Nach der deutschen Einheit und der Wiedererlangung voller Souveränität hat sich die Bundesrepublik gegen einen nationalen Sonderweg entschieden. Die übergroße Mehrheit der Deutschen will nicht zurück zu einer Schaukelpolitik mit wechselnden Bündnissen wie im 19. Jahrhundert.
Stabilität dank EU
Stattdessen setzte und setzt sich Deutschland für die Vertiefung der europäischen Integration ein. Diese hat aus früheren verfeindeten Staaten unsere Partner und Freunde gemacht. Laut EU- und Nato-Vertrag stehen sich die Mitglieder im Falle einer Bedrohung auch militärisch bei. Bei ihrer Behauptung, die EU sei gescheitert und schade Deutschland, haben extrem Rechte die große Mehrheit der Deutschen gegen sich: 68 Prozent vertrauen der EU als Hort der Stabilität in einer unsicheren Welt.

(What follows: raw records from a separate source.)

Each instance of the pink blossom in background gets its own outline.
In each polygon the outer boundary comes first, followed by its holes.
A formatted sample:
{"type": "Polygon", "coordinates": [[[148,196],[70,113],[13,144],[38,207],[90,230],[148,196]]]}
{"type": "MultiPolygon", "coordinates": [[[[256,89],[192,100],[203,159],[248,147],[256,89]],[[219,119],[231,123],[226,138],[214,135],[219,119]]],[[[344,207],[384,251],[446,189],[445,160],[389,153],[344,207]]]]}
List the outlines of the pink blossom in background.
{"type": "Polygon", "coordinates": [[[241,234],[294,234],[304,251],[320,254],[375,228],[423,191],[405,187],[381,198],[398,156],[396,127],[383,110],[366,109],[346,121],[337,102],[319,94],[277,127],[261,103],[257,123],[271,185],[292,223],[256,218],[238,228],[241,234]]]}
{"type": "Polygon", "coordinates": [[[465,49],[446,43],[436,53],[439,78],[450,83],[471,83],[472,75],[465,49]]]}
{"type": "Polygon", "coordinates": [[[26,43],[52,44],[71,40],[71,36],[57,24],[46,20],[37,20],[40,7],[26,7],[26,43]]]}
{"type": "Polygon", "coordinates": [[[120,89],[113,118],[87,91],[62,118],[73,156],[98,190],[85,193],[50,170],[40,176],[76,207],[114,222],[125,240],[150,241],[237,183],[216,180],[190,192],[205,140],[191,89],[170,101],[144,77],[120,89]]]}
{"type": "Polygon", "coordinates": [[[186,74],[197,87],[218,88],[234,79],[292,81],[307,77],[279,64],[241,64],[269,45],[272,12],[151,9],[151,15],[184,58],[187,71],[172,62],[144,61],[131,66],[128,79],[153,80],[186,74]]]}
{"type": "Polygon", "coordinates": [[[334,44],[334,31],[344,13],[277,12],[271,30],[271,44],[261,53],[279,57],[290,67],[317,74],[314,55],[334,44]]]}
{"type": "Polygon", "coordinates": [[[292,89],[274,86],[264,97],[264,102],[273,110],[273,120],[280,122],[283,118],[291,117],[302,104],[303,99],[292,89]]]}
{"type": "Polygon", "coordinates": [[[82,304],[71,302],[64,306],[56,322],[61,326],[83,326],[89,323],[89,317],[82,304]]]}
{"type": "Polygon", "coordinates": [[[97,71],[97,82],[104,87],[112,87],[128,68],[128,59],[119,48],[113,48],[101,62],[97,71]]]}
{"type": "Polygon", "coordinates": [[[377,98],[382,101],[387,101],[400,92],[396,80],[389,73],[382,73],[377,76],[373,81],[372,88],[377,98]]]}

Putin brachte Krieg nach Europa zurück
EU und Nato haben im Verhältnis zu Russland lange auf Entspannung und Zusammenarbeit gesetzt. In der Nato-Russland-Grundakte verpflichteten sich beide Seiten 1997 zu Kooperation und der Unverletzlichkeit von Grenzen. Jede Erweiterung des Bündnisses wurde mit Russland abgestimmt. Mit seinem Krieg in der Ostukraine und der Annexion der Krim 2014 hat Russlands Präsident Wladimir Putin die Phase der Annäherung abrupt beendet. Er hat den seit 1945 geltenden Grundsatz gebrochen, dass Grenzen nicht gewaltsam verändert werden. Die Nato beendete die praktische Zusammenarbeit mit Russland. Der russische Überfall auf die gesamte Ukraine 2022 hat den Krieg nach Europa zurückgebracht. Im März 2023 drohte Russlands Ex-Präsident Dimitrij Medwedew sogar damit, Raketen auf den Bundestag und das Kanzleramt in Berlin abzufeuern.
Putins Rhetorik folgen
Umso wichtiger ist für uns die Sicherheitsgarantie durch EU und Nato. Genau die sind Diktatoren wie Putin ein Dorn im Auge. Er will die EU zerstören, die aus früher von der Sowjetunion unterdrückten oder bedrohten Ländern wie der DDR, den baltischen Staaten und Polen souveräne Mitglieder der europäischen Familie gemacht hat. Putin ist nie über den Verlust der früheren „Satellitenstaaten“ hinweggekommen. Die EU ist ein zu großer Brocken für ihn – einzelne Staaten dagegen könnte er bedrohen, angreifen, besetzen, wie er es mit der Ukraine vorführt und den Balten androht.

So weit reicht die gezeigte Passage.